To solve the problem step by step, we will analyze the two processes: the isochoric process and the isobaric process. ### Step 1: Understand the Isochoric Process In the first process, the gas is heated at constant volume (isochoric process). The heat added to the system is given by the equation: \[ \Delta Q = \Delta U \] where \(\Delta U\) is the change in internal energy. For an ideal monoatomic gas, the change in internal energy can be expressed as: \[ \Delta U = n C_v \Delta T \] Here, \(C_v\) is the specific heat at constant volume, and \(\Delta T\) is the change in temperature. From the problem, we know that \(\Delta T = 20 \, K\). ### Step 2: Relate Heat to Change in Temperature Substituting the known values into the equation for the isochoric process: \[ \Delta Q = n C_v (20) \] ### Step 3: Understand the Isobaric Process In the second process, the gas is heated at constant pressure (isobaric process).

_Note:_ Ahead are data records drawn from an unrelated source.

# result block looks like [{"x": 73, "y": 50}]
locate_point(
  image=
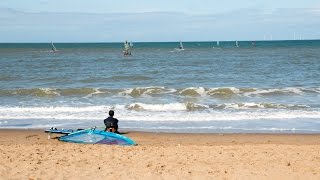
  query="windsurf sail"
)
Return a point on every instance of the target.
[
  {"x": 181, "y": 45},
  {"x": 94, "y": 136},
  {"x": 53, "y": 48},
  {"x": 127, "y": 47}
]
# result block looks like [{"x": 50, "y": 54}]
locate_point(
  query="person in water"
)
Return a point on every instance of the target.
[{"x": 111, "y": 123}]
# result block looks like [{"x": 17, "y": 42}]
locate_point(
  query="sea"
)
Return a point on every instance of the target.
[{"x": 209, "y": 87}]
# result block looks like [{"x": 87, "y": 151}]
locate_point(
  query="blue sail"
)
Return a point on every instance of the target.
[{"x": 93, "y": 136}]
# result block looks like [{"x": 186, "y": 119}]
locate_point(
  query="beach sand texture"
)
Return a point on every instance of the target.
[{"x": 28, "y": 154}]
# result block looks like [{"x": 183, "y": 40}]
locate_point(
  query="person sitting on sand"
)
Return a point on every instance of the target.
[{"x": 111, "y": 123}]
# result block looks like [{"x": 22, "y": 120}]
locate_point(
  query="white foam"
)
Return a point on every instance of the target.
[{"x": 153, "y": 112}]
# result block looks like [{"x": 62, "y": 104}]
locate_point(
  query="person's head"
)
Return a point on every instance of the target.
[{"x": 111, "y": 113}]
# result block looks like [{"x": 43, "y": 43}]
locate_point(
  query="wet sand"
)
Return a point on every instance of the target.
[{"x": 28, "y": 154}]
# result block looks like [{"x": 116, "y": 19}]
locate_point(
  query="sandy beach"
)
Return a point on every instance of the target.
[{"x": 28, "y": 154}]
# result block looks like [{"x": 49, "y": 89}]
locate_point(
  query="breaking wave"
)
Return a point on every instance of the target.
[{"x": 221, "y": 92}]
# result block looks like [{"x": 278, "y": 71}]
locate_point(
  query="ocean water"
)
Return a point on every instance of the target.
[{"x": 267, "y": 87}]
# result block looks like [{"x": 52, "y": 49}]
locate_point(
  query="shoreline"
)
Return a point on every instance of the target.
[{"x": 29, "y": 154}]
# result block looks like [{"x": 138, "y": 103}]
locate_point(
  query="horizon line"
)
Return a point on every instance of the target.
[{"x": 79, "y": 42}]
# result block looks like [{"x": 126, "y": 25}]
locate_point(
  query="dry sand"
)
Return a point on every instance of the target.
[{"x": 28, "y": 154}]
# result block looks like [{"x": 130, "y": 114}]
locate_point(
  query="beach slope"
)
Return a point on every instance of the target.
[{"x": 28, "y": 154}]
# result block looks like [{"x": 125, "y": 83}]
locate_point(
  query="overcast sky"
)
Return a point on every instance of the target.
[{"x": 165, "y": 20}]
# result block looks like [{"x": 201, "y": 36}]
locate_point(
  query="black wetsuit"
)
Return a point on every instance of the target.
[{"x": 111, "y": 122}]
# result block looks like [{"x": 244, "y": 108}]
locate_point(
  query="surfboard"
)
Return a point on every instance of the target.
[
  {"x": 94, "y": 136},
  {"x": 59, "y": 131}
]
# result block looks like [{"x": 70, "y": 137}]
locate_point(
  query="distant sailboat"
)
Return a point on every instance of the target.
[
  {"x": 180, "y": 47},
  {"x": 54, "y": 49},
  {"x": 127, "y": 47},
  {"x": 217, "y": 44}
]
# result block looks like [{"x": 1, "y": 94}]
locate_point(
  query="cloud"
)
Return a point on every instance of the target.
[{"x": 243, "y": 24}]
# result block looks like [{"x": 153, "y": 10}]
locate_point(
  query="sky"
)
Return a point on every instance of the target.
[{"x": 161, "y": 21}]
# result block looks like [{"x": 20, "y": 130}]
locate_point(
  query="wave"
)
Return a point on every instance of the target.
[
  {"x": 154, "y": 112},
  {"x": 220, "y": 92}
]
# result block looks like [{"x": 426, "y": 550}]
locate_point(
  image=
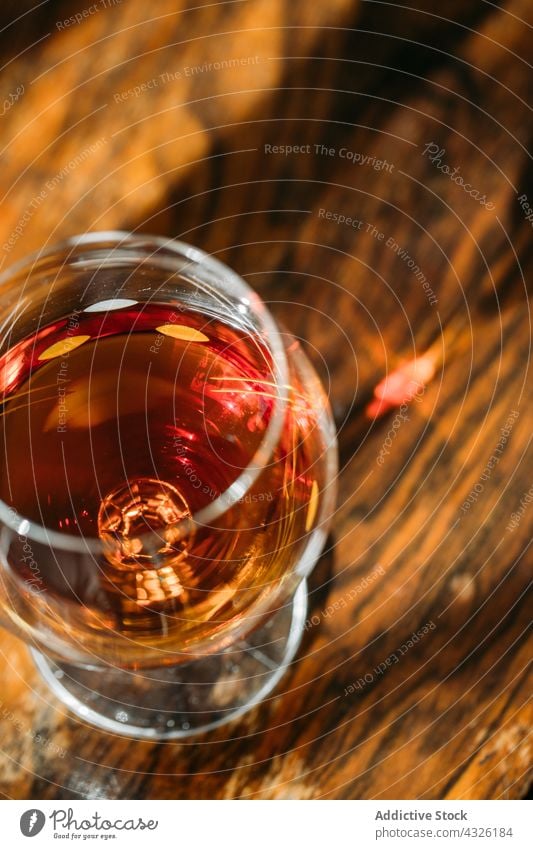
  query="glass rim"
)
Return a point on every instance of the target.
[{"x": 117, "y": 239}]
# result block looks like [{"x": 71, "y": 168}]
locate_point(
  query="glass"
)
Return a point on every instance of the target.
[{"x": 168, "y": 466}]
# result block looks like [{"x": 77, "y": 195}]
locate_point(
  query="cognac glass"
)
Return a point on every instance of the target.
[{"x": 167, "y": 476}]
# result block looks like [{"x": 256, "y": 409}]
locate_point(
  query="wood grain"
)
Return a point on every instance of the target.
[{"x": 187, "y": 158}]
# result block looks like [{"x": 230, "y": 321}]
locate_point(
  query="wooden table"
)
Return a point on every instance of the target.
[{"x": 145, "y": 124}]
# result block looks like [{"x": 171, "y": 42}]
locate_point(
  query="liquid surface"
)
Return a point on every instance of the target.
[{"x": 119, "y": 423}]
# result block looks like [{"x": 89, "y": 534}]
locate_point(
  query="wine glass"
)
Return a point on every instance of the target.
[{"x": 168, "y": 465}]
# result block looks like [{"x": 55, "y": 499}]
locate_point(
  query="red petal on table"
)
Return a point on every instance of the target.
[{"x": 401, "y": 385}]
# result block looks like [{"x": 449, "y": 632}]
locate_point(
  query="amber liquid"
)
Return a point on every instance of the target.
[{"x": 120, "y": 425}]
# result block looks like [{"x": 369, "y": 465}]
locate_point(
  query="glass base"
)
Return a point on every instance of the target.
[{"x": 179, "y": 701}]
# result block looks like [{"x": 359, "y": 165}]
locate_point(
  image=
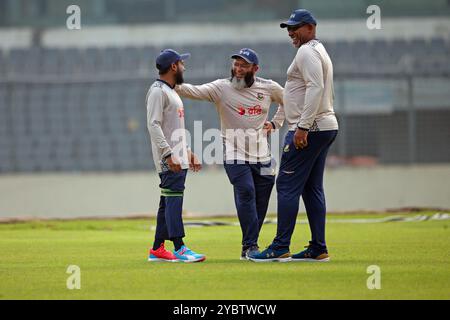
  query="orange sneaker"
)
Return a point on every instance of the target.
[{"x": 161, "y": 254}]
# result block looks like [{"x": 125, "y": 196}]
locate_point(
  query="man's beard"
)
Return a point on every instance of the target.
[
  {"x": 242, "y": 83},
  {"x": 179, "y": 77}
]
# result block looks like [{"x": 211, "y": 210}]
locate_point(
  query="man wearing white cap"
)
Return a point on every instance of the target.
[
  {"x": 308, "y": 104},
  {"x": 243, "y": 103}
]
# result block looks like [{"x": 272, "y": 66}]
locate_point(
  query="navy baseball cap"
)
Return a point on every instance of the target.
[
  {"x": 299, "y": 16},
  {"x": 247, "y": 54},
  {"x": 168, "y": 56}
]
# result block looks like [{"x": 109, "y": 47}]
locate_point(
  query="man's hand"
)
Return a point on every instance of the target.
[
  {"x": 194, "y": 164},
  {"x": 300, "y": 138},
  {"x": 173, "y": 164},
  {"x": 268, "y": 127}
]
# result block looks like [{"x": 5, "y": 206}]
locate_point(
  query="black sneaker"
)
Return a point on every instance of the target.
[{"x": 311, "y": 254}]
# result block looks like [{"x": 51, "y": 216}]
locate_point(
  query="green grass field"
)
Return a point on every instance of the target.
[{"x": 414, "y": 258}]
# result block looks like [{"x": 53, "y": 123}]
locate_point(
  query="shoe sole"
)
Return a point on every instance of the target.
[
  {"x": 271, "y": 260},
  {"x": 161, "y": 260},
  {"x": 192, "y": 261},
  {"x": 310, "y": 260}
]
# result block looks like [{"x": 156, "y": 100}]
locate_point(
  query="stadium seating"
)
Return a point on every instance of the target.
[{"x": 84, "y": 109}]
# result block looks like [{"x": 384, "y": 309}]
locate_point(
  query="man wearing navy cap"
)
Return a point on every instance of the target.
[
  {"x": 172, "y": 157},
  {"x": 308, "y": 104},
  {"x": 243, "y": 103}
]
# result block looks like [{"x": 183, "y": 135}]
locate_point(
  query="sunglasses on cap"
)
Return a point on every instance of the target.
[{"x": 296, "y": 27}]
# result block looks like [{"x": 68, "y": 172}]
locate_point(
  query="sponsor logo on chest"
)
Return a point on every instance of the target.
[{"x": 249, "y": 111}]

The heat added to the system in this case is given by: \[ \Delta Q = n C_p \Delta T' \] where \(\Delta T'\) is the change in temperature during the isobaric process and \(C_p\) is the specific heat at constant pressure. ### Step 4: Equate the Heat for Both Processes Since the same amount of heat \(\Delta Q\) is supplied in both processes, we can equate the two expressions for heat: \[ n C_v (20) = n C_p \Delta T' \] We can cancel \(n\) from both sides (assuming \(n \neq 0\)): \[ C_v (20) = C_p \Delta T' \] ### Step 5: Use the Relation Between \(C_p\) and \(C_v\) For a monoatomic ideal gas, the relation between \(C_p\) and \(C_v\) is given by: \[ \frac{C_p}{C_v} = \frac{5}{3} \] This implies: \[ C_p = \frac{5}{3} C_v \] ### Step 6: Substitute \(C_p\) in the Heat Equation Substituting \(C_p\) into the equation: \[ C_v (20) = \left(\frac{5}{3} C_v\right) \Delta T' \] We can cancel \(C_v\) from both sides (assuming \(C_v \neq 0\)): \[ 20 = \frac{5}{3} \Delta T' \] ### Step 7: Solve for \(\Delta T'\) To find \(\Delta T'\), we rearrange the equation: \[ \Delta T' = 20 \cdot \frac{3}{5} = 12 \, K \] ### Final Answer The change in temperature in the second process (isobaric) is: \[ \Delta T' = 12 \, K \]